Conforme pôde ser percebido nessa narrativa, a temática da exclusão perpassa toda a vida do sujeito: exclusão de condições dignas de moradia, exclusão do acesso ao emprego digno, exclusão do acesso ao consumo. Segundo Mariangela Wanderley (1999), quando ela nos remete à ideia de exclusão, diz: "[...] sob esse rótulo estão contidos inúmeros processos e categorias, uma série de manifestações que aparecem como fraturas e rupturas do vínculo social" (p. 17).
Significa, portanto, um não-pertencimento do indivíduo ao jogo das relações sociais. Mas os sujeitos não respondem passivamente a essa exclusão. Eles tentam se incluir no sistema, mesmo que desigualmente, e daí surgiu a ideia de inclusão perversa (Sawaia, 1999). E esse processo se deve ao fato de o neoliberalismo impor os problemas como individuais, passando a ideia de que no capitalismo as pessoas são livres. Os que se esforçam, os que não são preguiçosos, sob essa ótica, pois conseguem se sobressair e fazer parte do jogo social. Contudo, sobre isso, Barros et al. (2002) dizem:
Quanto mais o mercado ganha espaço no cotidiano, mais a vida social parece ser dominada pela abertura e competição. Conforme o discurso neoliberal, cada um pode (tem o direito) de participar e de competir, de acordo com seus méritos, suas escolhas e capacidades - neste sentido, o sucesso ou fracasso é de sua inteira responsabilidade. [...] Os problemas não são percebidos como relações de força, mas são moralizados [...] (p. 326).
Percebe-se, pois, que a liberdade dita pelo neoliberalismo não basta para que um indivíduo realmente tenha possibilidades.
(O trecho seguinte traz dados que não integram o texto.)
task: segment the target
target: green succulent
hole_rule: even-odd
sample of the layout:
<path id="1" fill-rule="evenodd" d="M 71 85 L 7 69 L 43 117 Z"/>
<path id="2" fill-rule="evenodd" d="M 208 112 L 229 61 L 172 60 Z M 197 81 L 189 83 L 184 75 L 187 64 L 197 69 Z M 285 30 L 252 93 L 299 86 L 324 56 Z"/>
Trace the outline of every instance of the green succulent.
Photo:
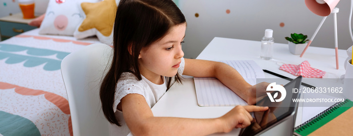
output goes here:
<path id="1" fill-rule="evenodd" d="M 290 34 L 290 37 L 291 38 L 286 37 L 285 39 L 288 40 L 288 41 L 293 42 L 295 44 L 304 44 L 305 43 L 309 40 L 305 40 L 305 39 L 308 38 L 307 35 L 304 35 L 303 34 L 297 34 L 296 33 Z"/>

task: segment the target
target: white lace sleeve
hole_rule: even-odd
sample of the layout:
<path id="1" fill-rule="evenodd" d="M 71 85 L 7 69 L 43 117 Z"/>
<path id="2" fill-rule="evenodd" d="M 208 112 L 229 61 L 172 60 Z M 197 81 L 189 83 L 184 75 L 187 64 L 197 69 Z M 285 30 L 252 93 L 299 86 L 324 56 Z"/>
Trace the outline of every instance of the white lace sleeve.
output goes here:
<path id="1" fill-rule="evenodd" d="M 129 94 L 139 94 L 146 98 L 143 86 L 143 84 L 138 81 L 134 74 L 130 72 L 123 73 L 117 81 L 114 94 L 114 112 L 116 111 L 116 106 L 122 98 Z"/>

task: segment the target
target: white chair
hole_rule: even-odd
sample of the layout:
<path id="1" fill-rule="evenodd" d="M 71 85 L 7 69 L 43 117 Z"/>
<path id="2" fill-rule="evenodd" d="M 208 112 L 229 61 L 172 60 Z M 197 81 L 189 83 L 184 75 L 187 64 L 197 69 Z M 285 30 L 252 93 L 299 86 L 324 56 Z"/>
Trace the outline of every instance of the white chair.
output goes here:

Da forma como está consolidado, tem sido responsável pelos processos de exclusão, de tentativa de inclusão perversa e de sofrimento psíquico:
Quando um conjunto social se pauta por valores utilitários como no caso da sociedade contemporânea, a ausência de inserção nesse modelo e/ou em suas formas organizativas e relacionais representa experiências de sofrimento e repercute na qualidade de vida de sua população (Jacques, 1996, p. 25).
O fato é que tanto a exclusão quanto a inclusão perversa causam sofrimento nos indivíduos que a vivenciam.
Outro fato observado é que o trabalho está intimamente relacionado com toda a história de vida de Renato: o fato de sua família necessitar da renda de seu trabalho para ajudar nas despesas domésticas; o trabalho desenvolvido pela família de Renato e por ele nunca ter lhe dado condição de habitar um local digno; a falta de acesso ao consumo por meio do trabalho e o desejo de possuir algo que não seja apenas da ordem da sobrevivência; a entrada na vida criminosa; a institucionalização como marco da exclusão de Renato do jogo social; a vida de egresso marcada pelo estigma e por uma acentuação da exclusão que já existia; e a dificuldade de obtenção de um trabalho lícito e digno que lhe permita viver fora da criminalidade. O trabalho está fortemente vinculado às vivências sociais desse sujeito - antes, durante e depois de sua passagem pela prisão - e é o mediador dos vínculos estabelecidos com o mundo.
A vivência do trabalho
O trabalho é o cerne de como a sociedade vive e se organiza. É pela observação e análise dos processos de trabalho que percebemos como se dá a vida em seu conjunto. Por este estudo, foi possível ver questões sociais inseridas na realidade objetiva do indivíduo estudado, e que trata de uma realidade que diz respeito a vários outros sujeitos.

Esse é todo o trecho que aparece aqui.